IRVYNE: It almost feels like they started with a story, kept changing this and kept changing that, and eventually they've got something that is a mish-mash of a thousand different ideas, but the original story's been lost.

MALEFICENT: I don't hate Home On The Range, but it doesn't compare to other Disney classics.

SHENZI: It's not great.

IRVYNE: No, but it's still quite watchable. It just makes me sad that it heralded the end of 2D animation at the studio.

HAKU: That has nothing to do with the medium though, it's all to do with the storytelling. The reason Pixar was successful at the time was because they were telling their stories well and connecting with audiences.

IRVYNE: I 100% agree with you. And probably every Disney artist in the company would agree with you as well. But the big suits with the big pay-cheques would have looked at how badly the previous hand-drawn films had underperformed: Every 2D film since Tarzan had been a box-office bomb except for Lilo and Stitch which was only a moderate success... It still made nowhere near as much money as Dinosaur did. So the only conclusion they could come up with is that 2D animation is an expensive and fruitless artform. I definitely don't AGREE with them, but I can see where they were coming from.

SHENZI: What did you think of Home On The Range, Pascal...?

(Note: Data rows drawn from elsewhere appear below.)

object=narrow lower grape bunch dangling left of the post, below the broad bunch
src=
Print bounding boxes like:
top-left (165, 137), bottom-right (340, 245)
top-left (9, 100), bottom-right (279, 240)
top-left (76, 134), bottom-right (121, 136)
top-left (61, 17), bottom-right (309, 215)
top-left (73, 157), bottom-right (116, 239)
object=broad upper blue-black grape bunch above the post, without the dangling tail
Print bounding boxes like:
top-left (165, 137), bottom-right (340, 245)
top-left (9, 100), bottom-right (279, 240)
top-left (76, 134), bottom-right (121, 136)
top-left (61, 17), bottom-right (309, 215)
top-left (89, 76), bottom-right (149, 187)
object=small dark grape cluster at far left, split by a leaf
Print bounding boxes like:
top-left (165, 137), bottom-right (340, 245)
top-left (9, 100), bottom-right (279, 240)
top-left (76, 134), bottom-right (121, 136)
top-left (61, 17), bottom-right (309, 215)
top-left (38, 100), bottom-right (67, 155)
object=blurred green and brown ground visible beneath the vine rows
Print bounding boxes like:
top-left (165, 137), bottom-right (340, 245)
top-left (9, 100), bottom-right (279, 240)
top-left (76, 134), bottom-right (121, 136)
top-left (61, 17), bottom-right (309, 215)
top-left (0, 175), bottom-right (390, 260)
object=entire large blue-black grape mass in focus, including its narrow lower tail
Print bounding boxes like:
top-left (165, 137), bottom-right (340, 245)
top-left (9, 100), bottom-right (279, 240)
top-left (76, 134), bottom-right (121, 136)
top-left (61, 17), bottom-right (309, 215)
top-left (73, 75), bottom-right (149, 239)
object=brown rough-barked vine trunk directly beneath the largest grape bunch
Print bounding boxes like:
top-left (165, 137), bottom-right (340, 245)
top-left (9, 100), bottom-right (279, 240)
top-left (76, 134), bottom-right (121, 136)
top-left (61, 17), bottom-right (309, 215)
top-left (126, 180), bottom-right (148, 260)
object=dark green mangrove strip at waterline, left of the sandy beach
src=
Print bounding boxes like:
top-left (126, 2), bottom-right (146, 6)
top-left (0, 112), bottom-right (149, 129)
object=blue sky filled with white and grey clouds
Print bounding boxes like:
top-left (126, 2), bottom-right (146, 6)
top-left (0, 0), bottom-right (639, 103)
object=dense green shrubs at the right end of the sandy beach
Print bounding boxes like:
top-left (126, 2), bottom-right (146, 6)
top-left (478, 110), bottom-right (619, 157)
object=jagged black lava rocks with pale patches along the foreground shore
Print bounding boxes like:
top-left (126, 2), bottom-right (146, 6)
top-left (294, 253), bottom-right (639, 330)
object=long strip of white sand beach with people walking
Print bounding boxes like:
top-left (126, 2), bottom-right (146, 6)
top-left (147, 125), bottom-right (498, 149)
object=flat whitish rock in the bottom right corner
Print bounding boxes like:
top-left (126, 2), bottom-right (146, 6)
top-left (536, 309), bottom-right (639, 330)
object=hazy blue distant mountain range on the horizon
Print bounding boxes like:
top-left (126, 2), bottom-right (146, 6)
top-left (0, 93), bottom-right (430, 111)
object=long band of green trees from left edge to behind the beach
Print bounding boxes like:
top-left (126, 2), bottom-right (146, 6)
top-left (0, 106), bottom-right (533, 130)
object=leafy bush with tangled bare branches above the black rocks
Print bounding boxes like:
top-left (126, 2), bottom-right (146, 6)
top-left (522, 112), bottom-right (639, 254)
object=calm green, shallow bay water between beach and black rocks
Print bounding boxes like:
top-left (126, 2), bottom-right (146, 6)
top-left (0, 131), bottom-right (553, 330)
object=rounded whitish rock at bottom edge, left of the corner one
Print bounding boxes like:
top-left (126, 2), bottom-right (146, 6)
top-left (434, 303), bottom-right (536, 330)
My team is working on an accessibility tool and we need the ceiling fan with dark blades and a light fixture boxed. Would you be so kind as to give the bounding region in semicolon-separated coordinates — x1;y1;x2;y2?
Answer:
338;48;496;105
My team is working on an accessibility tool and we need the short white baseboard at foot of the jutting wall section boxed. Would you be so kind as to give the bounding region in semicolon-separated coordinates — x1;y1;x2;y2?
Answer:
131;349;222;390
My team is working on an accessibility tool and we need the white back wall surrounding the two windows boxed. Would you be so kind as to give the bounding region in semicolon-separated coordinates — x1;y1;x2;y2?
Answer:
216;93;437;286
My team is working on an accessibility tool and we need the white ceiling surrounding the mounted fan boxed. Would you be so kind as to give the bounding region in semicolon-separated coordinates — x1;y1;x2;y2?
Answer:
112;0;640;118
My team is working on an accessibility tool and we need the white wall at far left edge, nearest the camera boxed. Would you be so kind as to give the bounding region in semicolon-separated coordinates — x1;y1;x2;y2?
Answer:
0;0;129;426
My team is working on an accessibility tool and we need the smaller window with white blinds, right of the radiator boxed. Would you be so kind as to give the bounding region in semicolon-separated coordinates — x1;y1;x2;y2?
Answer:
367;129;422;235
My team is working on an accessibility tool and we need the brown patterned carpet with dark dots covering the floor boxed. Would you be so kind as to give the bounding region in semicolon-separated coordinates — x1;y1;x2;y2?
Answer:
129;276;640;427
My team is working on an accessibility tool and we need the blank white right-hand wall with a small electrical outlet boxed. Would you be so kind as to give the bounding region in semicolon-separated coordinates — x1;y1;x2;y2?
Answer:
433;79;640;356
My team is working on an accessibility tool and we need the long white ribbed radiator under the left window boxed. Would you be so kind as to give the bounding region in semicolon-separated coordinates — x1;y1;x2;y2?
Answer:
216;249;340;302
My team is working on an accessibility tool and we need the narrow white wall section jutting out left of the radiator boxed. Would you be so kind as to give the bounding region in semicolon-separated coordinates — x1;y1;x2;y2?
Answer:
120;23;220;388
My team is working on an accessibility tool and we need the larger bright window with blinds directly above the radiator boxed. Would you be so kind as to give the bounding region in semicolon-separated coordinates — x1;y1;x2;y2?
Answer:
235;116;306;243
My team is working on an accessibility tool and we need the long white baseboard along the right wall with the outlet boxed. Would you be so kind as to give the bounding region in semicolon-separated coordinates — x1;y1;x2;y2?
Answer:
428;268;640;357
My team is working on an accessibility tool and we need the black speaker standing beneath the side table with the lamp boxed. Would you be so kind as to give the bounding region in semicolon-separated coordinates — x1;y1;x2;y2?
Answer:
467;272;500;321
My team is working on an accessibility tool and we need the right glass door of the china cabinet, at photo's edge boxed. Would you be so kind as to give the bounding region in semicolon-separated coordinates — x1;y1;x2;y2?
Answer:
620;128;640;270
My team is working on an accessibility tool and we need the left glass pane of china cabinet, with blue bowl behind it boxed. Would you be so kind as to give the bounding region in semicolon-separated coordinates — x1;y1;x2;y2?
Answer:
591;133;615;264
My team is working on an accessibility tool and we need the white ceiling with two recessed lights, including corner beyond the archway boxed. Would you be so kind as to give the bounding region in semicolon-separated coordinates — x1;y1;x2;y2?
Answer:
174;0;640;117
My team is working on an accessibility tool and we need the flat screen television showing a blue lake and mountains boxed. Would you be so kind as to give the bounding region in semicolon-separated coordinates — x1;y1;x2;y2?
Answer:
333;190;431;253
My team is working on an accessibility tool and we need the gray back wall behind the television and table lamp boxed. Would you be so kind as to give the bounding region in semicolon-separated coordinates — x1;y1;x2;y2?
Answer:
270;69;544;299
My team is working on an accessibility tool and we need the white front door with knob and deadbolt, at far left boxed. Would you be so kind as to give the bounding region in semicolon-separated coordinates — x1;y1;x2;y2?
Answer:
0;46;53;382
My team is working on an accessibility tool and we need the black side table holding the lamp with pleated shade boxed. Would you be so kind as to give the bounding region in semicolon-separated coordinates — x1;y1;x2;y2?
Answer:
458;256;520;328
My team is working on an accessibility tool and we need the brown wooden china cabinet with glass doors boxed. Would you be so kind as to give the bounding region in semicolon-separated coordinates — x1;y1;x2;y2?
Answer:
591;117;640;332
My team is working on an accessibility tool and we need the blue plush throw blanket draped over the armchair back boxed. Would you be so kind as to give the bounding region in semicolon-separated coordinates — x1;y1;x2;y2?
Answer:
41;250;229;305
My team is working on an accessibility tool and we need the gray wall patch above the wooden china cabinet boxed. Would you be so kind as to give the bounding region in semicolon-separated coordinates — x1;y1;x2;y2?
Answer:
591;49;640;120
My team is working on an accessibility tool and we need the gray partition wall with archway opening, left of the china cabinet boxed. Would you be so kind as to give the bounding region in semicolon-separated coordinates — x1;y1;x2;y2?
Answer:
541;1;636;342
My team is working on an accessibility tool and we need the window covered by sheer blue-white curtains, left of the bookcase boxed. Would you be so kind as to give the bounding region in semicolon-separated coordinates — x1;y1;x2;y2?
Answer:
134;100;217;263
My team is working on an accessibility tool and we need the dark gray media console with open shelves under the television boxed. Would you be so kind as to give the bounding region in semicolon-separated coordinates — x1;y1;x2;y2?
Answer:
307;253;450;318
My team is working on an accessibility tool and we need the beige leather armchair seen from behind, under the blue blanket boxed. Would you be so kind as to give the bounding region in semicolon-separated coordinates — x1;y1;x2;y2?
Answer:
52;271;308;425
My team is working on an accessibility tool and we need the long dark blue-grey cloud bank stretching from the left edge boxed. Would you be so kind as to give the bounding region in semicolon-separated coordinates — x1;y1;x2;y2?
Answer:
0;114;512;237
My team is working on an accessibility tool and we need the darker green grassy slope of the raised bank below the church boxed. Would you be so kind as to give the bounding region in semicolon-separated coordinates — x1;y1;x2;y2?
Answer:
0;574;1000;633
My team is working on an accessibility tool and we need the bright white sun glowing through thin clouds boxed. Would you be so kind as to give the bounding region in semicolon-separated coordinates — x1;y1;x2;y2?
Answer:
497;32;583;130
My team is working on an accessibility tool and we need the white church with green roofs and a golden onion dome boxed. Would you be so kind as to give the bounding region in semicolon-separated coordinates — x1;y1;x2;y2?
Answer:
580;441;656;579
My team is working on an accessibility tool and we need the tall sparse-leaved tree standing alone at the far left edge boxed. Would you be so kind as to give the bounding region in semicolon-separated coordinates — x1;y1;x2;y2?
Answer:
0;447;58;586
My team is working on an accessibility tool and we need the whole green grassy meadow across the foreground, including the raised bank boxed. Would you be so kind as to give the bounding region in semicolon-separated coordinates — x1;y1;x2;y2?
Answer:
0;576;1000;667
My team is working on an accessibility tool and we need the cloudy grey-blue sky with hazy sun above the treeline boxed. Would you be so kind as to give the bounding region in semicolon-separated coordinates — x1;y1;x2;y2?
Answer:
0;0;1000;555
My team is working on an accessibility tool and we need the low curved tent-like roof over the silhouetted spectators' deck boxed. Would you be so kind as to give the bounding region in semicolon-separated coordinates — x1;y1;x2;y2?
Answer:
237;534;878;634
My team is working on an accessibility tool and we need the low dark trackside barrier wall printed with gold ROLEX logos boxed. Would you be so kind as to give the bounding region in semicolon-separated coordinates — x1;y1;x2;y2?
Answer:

PASCAL: *mumble* *mumble* *zzzzzzz*


  1. Even I will admit that this was one of Disney's weaker hand-drawn films, and admittingly not one of my favorites. Even Princess and the Frog is a much stronger film. But you know something? I'd sooner come back to this movie than have anything to do with all those CG movies that have been corrupting Disney today. Tangled and Frozen can suck an egg, cause I hate them.

  2. Every 2D film? What about Emperor's New Groove, Brother Bear, Recess School's Out, The Jungle Book 2, Spirited Away, Return To Neverland, Howl's Moving Castle, and Pooh's Heffalump movie?